一つのステージを何度も遊びたくなる「自由な暗殺」

 ターゲットを直接銃などで仕留めるのは勿論のこと、医師に扮して医療ミスを装ったり、エンジンに細工して車を暴走させたり、カバのエサにしたり(!?)と多種多様な方法がとれるので、同じステージを何度も繰り返して遊べるつくりになっています。

 暗殺パターンはクエスト化されており、達成すると報酬が得られることもあって、同じターゲットを仕留めるのでも毎回展開や場所、手段を変える事になる為、全く飽きが来ません。

 そうして繰り返し遊ぶうちに装備は充実していくし、敵の配置や有効な変装ポイントなどを把握出来るので、いつの間にか高難度のクエストにも挑戦出来るようになっていて、自然と自身の成長を感じられる点もとても良いですね。

ムービーとローカライズ周りに問題アリ

 この点に関しては明確に前作から劣化してしまいました。

 まずムービーがいわゆる紙芝居形式に変更。
前作が高品質だっただけに落差が大きい。

 加えて前作に入っていた日本語音声が廃止され、字幕のみになってしまったのは大きなマイナスポイント
 またローカライズは発売当初より随分と改善されたようですが、DLC系ミッションのムービーと字幕が全く合ってなかったり、本編でも修正が甘い箇所がちらほら残ってたりして、詰めの甘さを感じます。

 原因は開発のIOインタラクティブがスクエニ傘下から独立したことで、そのあたりの支援を受けられなくなったことだそうで・・・
メインとなるゲームプレイにはさほど影響がないのは幸いでしょうか。

要点まとめ

良い点

  • 誘導が強化されて自然に上達出来る仕組みに

  • 前作の複数の問題点が解消され遊びやすく

  • 何度も同じステージを遊びたくなる自由度の高さと選択肢の豊富さ

悪い点

  • ムービーが紙芝居形式に簡略化

  • 吹替の廃止に加えローカライズの質も今一つ

総評

 元々アイデアは素晴らしいシリーズですが、前作から細かい部分のクオリティが大幅にアップしたことで傑作・名作といった評価を下して良いタイトルになったと思います。

 ステルスに分類される作品ではあるものの、同系統の他のタイトルでは楽しめない魅力が詰まっているので、よくあるステルスゲームには飽き飽きしているという方ほど遊んでみて欲しいですね。
 真面目一辺倒ではなく、時折入るバカゲー要素の緩急も相まって遊んでてとにかく楽しかったです。

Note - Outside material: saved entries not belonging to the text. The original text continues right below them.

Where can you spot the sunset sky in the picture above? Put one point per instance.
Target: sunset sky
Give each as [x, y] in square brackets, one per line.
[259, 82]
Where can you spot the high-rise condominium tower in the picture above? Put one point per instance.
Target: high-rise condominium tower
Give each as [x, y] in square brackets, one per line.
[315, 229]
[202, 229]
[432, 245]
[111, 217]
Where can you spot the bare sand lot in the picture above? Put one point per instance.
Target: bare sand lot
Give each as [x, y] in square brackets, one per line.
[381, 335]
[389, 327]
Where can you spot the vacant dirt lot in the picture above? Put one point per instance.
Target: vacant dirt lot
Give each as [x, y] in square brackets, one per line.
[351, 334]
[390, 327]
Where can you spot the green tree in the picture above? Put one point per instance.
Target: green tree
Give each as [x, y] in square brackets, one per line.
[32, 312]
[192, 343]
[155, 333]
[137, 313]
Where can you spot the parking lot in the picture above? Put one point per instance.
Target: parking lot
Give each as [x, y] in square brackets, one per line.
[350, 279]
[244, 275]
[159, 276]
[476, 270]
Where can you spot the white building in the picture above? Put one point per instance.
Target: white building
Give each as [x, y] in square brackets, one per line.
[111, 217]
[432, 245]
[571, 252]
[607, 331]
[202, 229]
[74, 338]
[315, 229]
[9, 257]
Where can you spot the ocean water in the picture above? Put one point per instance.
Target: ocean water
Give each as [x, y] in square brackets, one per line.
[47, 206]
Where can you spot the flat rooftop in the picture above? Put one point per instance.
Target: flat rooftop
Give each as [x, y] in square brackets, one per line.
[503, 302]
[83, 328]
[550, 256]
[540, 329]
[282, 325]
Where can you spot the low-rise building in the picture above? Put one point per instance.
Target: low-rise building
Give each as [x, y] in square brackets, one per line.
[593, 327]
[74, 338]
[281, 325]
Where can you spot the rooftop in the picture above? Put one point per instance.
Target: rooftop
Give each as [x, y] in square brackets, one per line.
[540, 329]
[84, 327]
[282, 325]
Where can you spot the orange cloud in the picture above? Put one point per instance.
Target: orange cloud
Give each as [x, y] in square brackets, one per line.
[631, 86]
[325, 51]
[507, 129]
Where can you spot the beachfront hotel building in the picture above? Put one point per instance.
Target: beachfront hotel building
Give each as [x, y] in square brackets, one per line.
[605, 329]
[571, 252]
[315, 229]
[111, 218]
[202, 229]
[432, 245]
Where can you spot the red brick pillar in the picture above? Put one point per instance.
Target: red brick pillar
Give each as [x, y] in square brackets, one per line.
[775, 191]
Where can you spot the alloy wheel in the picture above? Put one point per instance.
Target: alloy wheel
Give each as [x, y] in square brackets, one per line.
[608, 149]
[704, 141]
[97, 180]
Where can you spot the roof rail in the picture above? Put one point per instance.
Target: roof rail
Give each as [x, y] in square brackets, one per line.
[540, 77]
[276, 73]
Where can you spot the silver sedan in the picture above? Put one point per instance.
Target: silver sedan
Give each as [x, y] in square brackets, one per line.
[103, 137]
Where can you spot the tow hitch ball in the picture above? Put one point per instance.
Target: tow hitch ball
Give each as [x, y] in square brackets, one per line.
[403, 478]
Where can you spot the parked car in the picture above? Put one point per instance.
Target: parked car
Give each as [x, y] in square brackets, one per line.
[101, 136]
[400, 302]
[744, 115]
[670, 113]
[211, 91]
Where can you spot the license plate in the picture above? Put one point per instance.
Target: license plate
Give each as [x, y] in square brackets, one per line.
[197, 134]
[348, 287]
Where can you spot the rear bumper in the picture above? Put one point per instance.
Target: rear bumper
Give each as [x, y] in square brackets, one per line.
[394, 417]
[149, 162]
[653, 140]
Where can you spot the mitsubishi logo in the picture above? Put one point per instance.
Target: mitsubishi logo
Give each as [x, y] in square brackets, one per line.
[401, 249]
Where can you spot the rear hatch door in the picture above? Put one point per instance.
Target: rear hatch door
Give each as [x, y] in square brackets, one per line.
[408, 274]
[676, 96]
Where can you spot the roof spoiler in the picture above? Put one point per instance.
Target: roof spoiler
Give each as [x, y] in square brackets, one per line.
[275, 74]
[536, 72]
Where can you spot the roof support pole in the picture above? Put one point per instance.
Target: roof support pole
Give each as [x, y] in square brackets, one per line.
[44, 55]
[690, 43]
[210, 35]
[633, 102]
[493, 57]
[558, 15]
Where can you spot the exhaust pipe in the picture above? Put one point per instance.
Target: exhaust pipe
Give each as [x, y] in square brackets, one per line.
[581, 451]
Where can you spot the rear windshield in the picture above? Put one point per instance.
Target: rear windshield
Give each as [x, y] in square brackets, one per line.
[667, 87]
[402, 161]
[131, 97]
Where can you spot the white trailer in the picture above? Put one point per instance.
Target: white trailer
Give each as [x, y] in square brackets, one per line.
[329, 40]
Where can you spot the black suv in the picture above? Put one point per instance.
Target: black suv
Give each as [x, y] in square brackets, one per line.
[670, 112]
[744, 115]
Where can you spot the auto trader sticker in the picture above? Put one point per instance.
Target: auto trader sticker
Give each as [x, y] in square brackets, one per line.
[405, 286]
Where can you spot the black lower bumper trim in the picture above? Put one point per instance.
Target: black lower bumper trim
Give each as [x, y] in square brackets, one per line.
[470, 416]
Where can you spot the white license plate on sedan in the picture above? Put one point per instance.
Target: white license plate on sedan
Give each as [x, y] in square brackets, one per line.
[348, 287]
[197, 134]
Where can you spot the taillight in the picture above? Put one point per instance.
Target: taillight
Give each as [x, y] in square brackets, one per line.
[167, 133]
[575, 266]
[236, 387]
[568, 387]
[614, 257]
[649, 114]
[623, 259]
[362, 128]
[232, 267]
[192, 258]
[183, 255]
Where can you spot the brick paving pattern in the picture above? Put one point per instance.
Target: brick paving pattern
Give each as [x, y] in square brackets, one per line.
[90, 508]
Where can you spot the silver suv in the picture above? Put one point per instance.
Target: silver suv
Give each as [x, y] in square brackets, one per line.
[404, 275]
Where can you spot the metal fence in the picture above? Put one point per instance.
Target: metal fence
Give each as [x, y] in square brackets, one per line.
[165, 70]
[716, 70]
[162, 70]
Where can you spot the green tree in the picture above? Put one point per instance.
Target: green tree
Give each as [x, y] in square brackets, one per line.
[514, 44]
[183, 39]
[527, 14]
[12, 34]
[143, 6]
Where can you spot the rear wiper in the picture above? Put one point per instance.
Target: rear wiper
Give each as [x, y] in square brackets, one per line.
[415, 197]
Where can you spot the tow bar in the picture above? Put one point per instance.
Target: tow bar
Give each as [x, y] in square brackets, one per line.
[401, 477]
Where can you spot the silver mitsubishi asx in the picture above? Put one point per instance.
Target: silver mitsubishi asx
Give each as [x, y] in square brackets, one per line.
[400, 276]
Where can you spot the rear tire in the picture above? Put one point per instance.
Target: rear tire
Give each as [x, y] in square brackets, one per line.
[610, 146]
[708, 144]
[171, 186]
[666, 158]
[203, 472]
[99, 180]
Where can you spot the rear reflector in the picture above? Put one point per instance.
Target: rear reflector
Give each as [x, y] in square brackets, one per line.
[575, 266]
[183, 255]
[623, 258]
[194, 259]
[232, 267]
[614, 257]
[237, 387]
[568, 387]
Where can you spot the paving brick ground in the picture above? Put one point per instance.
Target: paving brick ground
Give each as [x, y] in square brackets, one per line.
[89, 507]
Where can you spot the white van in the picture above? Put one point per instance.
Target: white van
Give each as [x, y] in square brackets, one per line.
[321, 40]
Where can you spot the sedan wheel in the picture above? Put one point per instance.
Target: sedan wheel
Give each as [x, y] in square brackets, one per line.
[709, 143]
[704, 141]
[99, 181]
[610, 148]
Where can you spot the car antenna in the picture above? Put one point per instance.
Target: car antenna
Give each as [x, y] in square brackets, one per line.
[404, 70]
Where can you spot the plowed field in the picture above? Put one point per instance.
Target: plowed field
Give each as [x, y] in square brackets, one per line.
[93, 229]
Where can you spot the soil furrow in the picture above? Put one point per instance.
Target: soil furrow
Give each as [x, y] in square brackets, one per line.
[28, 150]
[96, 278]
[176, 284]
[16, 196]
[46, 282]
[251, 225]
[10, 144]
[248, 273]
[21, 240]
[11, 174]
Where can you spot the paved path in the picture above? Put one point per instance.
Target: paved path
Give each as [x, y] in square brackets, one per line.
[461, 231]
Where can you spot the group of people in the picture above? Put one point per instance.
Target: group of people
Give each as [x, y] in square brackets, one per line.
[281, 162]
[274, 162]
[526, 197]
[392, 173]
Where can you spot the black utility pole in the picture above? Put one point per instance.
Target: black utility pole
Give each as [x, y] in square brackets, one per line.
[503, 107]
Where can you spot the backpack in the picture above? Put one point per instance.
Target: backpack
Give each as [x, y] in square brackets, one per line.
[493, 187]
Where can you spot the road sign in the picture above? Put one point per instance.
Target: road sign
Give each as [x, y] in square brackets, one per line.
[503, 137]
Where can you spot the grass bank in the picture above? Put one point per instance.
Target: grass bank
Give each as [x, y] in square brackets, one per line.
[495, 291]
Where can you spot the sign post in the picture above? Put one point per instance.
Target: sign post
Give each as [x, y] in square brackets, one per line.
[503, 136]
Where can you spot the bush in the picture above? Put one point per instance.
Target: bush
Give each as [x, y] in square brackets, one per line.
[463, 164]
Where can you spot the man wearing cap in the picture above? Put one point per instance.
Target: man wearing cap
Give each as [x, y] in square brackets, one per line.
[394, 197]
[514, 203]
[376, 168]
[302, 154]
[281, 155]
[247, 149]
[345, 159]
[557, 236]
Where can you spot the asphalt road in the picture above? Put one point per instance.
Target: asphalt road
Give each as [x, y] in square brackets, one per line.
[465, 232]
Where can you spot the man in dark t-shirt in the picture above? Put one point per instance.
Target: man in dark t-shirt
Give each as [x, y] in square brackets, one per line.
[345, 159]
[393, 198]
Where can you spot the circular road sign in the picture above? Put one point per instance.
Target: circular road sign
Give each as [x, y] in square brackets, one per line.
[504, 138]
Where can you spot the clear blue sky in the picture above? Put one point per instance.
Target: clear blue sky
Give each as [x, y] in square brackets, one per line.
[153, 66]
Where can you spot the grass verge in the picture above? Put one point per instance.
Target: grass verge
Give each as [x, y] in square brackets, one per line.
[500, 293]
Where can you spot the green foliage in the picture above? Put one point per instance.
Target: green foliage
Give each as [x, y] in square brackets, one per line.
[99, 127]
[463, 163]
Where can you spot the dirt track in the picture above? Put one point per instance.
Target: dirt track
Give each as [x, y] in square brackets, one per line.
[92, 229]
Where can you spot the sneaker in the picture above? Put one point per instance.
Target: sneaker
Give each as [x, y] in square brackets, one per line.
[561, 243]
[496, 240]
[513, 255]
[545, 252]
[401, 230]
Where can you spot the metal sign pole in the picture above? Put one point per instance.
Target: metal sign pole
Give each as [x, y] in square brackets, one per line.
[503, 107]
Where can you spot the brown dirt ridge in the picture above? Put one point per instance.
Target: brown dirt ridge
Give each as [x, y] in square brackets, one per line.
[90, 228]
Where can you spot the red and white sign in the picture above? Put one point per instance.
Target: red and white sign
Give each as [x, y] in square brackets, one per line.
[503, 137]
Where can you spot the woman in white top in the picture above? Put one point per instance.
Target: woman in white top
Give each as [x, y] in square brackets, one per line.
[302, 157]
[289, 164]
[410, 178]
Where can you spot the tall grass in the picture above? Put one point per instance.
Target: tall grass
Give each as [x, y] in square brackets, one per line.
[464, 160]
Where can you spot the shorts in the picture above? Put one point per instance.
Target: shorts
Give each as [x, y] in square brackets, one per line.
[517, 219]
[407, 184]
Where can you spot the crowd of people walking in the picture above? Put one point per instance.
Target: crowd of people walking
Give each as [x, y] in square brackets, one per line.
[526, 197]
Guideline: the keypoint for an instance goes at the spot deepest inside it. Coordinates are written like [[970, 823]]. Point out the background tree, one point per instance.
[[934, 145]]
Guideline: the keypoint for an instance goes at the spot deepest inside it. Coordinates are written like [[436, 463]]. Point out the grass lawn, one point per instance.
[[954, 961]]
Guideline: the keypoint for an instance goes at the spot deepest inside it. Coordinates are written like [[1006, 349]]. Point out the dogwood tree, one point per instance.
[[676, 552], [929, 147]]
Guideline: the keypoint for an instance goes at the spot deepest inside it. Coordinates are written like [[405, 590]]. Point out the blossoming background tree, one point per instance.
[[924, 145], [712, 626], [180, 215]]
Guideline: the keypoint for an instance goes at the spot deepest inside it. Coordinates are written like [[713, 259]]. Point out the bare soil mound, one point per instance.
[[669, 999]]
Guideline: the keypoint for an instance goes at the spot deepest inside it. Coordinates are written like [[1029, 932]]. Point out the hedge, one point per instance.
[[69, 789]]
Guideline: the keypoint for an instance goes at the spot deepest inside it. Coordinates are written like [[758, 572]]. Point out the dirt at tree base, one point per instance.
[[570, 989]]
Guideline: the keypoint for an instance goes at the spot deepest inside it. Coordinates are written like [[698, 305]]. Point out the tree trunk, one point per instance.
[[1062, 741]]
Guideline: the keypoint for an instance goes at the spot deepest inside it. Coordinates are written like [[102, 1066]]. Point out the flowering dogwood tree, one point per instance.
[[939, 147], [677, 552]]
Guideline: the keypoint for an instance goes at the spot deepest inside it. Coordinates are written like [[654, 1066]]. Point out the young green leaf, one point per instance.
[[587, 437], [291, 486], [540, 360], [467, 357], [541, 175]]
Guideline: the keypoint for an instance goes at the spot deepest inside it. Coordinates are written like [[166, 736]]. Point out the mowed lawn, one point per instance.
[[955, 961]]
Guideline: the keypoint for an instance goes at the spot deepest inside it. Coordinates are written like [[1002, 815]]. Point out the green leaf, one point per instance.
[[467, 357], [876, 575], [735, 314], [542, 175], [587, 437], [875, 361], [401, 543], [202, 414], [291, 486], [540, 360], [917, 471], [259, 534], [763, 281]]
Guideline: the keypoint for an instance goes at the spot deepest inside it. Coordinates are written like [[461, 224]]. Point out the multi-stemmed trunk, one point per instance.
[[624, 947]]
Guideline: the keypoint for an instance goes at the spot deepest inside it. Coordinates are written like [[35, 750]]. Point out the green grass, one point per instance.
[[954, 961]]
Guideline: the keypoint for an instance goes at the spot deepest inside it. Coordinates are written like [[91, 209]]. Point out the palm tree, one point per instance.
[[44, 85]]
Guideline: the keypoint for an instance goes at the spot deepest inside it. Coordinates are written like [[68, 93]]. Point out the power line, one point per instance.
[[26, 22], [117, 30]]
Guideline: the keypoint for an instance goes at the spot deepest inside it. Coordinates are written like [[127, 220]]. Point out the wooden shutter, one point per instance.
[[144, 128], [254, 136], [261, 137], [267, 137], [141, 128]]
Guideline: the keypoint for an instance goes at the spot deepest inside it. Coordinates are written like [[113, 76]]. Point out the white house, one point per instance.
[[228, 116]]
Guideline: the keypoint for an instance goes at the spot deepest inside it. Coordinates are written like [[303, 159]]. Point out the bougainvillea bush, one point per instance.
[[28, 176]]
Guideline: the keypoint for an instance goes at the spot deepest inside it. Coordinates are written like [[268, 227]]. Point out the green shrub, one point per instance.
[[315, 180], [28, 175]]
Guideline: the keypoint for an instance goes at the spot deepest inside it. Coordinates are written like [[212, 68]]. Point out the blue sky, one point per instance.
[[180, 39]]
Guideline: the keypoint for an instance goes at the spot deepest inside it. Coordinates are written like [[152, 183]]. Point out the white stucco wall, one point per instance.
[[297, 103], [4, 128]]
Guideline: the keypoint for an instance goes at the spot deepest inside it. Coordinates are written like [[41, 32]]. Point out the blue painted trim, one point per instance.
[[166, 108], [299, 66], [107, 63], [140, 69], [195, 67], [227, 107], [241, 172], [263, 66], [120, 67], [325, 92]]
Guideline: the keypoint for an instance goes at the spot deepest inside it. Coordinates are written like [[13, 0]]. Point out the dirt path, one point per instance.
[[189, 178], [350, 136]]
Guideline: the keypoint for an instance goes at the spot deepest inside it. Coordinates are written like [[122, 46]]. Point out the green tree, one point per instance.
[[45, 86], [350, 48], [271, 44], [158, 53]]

 なお現在では本作を含めた三部作が統合され、「HITMAN World of Assassination」というタイトルに集約され販売されているため、本作のみを単独購入することは出来なくなっています。
 まああえて単独購入するメリットはほとんどありませんので、興味のある方は素直に統合版を購入していただければよいかと。

評価・・・9 - Amazing(驚くほど素晴らしい)/10

※本レビューの点数はIGNのガイドラインを基準としています。